After the scandal broke, YLZ Info, a software company listed on China’s Shenzhen Stock Exchange, announced that it is now planning to work with Alibaba payment affiliate Ant Financial to create a blockchain for just that purpose.
The claim followed a previous announcement made by the company in March indicating it was cooperating with Ant Financial on technological development in areas that include blockchain.
Perhaps unsurprisingly, YLZ’s claim on Monday to be planning a specific vaccine blockchain project appears to have prompted keen interest from stock investors in the country.
Since the announcement, the company’s stock price has surged by 10 percent on each of the past three days, recording a significant total spike of as much as a 50 percent and reaching an upper limit imposed by market regulators in China.

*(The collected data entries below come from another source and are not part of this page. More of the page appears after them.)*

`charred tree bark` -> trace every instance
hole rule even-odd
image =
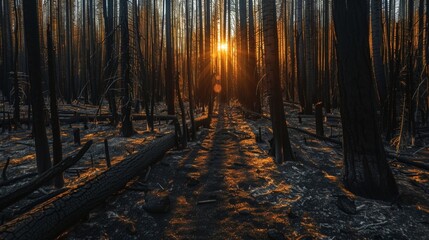
[[[194,4],[192,4],[193,9]],[[186,8],[189,7],[189,1],[186,0]],[[191,118],[191,135],[192,140],[195,141],[196,138],[196,130],[195,130],[195,119],[194,119],[194,84],[192,82],[192,19],[190,19],[189,11],[186,11],[186,66],[188,72],[188,97],[189,97],[189,115]]]
[[[183,104],[182,94],[180,93],[180,77],[176,76],[176,91],[177,91],[177,100],[179,101],[180,113],[182,118],[182,134],[181,134],[181,142],[182,147],[186,148],[188,146],[188,127],[186,124],[186,113],[185,113],[185,105]]]
[[[302,2],[297,3],[297,27],[296,27],[296,59],[297,59],[297,77],[298,81],[298,98],[301,107],[305,107],[305,66],[304,66],[304,33],[302,30]]]
[[[305,105],[304,113],[313,112],[314,89],[316,84],[315,64],[314,0],[305,1]],[[304,54],[301,52],[301,54]]]
[[[211,0],[206,0],[205,2],[205,26],[204,26],[204,43],[205,43],[205,58],[204,58],[204,68],[205,68],[205,78],[204,81],[207,81],[208,83],[208,96],[209,96],[209,106],[208,106],[208,116],[209,116],[209,121],[211,122],[211,118],[212,118],[212,114],[213,114],[213,73],[212,73],[212,65],[211,65],[211,57],[212,57],[212,51],[211,51],[211,34],[210,34],[210,23],[211,23],[211,13],[210,13],[210,3]]]
[[[128,1],[121,0],[121,72],[122,72],[122,127],[124,137],[134,134],[133,122],[131,121],[131,77],[130,77],[130,49],[128,29]]]
[[[149,143],[138,154],[124,159],[93,180],[2,225],[0,238],[54,239],[112,193],[122,189],[142,169],[162,158],[175,143],[174,134]]]
[[[258,68],[256,65],[256,35],[255,35],[255,20],[253,17],[253,0],[249,1],[249,69],[250,76],[248,83],[250,88],[250,101],[252,110],[261,112],[261,100],[259,96],[258,86]]]
[[[17,6],[17,0],[14,0],[14,10],[15,10],[15,56],[14,56],[14,73],[13,73],[13,89],[14,89],[14,102],[13,102],[13,122],[16,127],[20,125],[21,111],[20,111],[20,87],[18,79],[18,56],[19,56],[19,12]]]
[[[382,56],[383,27],[381,23],[381,0],[371,0],[371,29],[372,52],[375,80],[381,106],[384,106],[387,98],[386,75]]]
[[[40,38],[38,9],[36,1],[24,1],[25,45],[28,52],[28,70],[31,83],[31,102],[33,107],[33,133],[36,145],[37,170],[41,174],[51,168],[48,137],[44,117],[42,90],[42,65],[40,62]]]
[[[73,59],[72,59],[72,41],[73,41],[73,31],[72,31],[72,7],[71,0],[66,0],[66,43],[67,43],[67,54],[66,54],[66,101],[71,103],[75,99],[75,85],[73,79]]]
[[[10,206],[11,204],[21,200],[28,194],[34,192],[39,187],[43,186],[43,184],[46,184],[47,182],[49,182],[53,177],[62,173],[67,168],[71,167],[73,164],[79,161],[79,159],[81,159],[83,155],[85,155],[85,153],[88,151],[91,145],[92,145],[92,140],[87,142],[82,147],[82,149],[79,150],[76,156],[68,157],[64,159],[63,161],[55,165],[53,168],[39,175],[36,179],[14,190],[11,194],[0,197],[0,210],[3,210],[6,207]]]
[[[334,0],[345,186],[353,193],[392,199],[398,189],[386,161],[374,107],[368,43],[368,2]]]
[[[165,99],[167,102],[167,112],[169,115],[176,114],[174,108],[174,61],[171,41],[171,0],[166,0],[166,47],[167,47],[167,68],[165,72]]]
[[[2,4],[2,51],[3,51],[3,61],[2,68],[3,72],[1,74],[3,79],[0,83],[2,87],[3,96],[6,97],[7,100],[10,100],[10,81],[9,81],[9,73],[12,70],[12,30],[10,26],[10,1],[3,0]]]
[[[58,117],[57,93],[56,93],[56,72],[55,72],[55,50],[52,40],[51,25],[48,25],[48,68],[49,68],[49,98],[51,108],[51,126],[52,126],[52,151],[54,166],[60,163],[63,159],[63,146],[61,143],[61,127]],[[54,179],[55,187],[62,188],[64,186],[63,173],[59,173]]]
[[[118,124],[118,110],[116,108],[115,91],[116,79],[114,78],[114,69],[116,69],[116,60],[114,56],[115,34],[113,30],[113,0],[103,0],[103,17],[104,17],[104,35],[106,37],[104,48],[106,57],[104,62],[104,78],[107,85],[107,99],[109,102],[110,113],[112,114],[111,123]]]
[[[275,143],[275,158],[277,163],[282,163],[283,161],[294,160],[294,156],[283,110],[275,2],[275,0],[264,0],[262,2],[262,14],[265,68],[270,93],[269,102]]]
[[[238,99],[240,102],[246,107],[253,111],[253,108],[249,102],[251,102],[251,99],[249,98],[249,95],[252,94],[251,88],[249,87],[249,58],[248,58],[248,38],[247,38],[247,0],[240,0],[239,1],[239,43],[237,45],[239,46],[238,50],[238,59],[240,64],[237,66],[238,72],[238,79],[237,79],[237,85],[239,86],[241,91],[237,92]]]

Given the stock surge, the Shenzhen Stock Exchange – which has the remit to regulate public firms to comply with securities law in China – sent an enquiry to the company on Wednesday night, demanding that YLZ deliver substantial proof of its capacity and resources in R&D of blockchain technology by Friday.
The exchange further demanded details regarding the firm’s collaboration with Ant Financial on the topic – effectively asking whether the company is actually partnering to work on the vaccine project or merely harnessing blockchain hype in conjunction with a public crisis to juice up its stock price.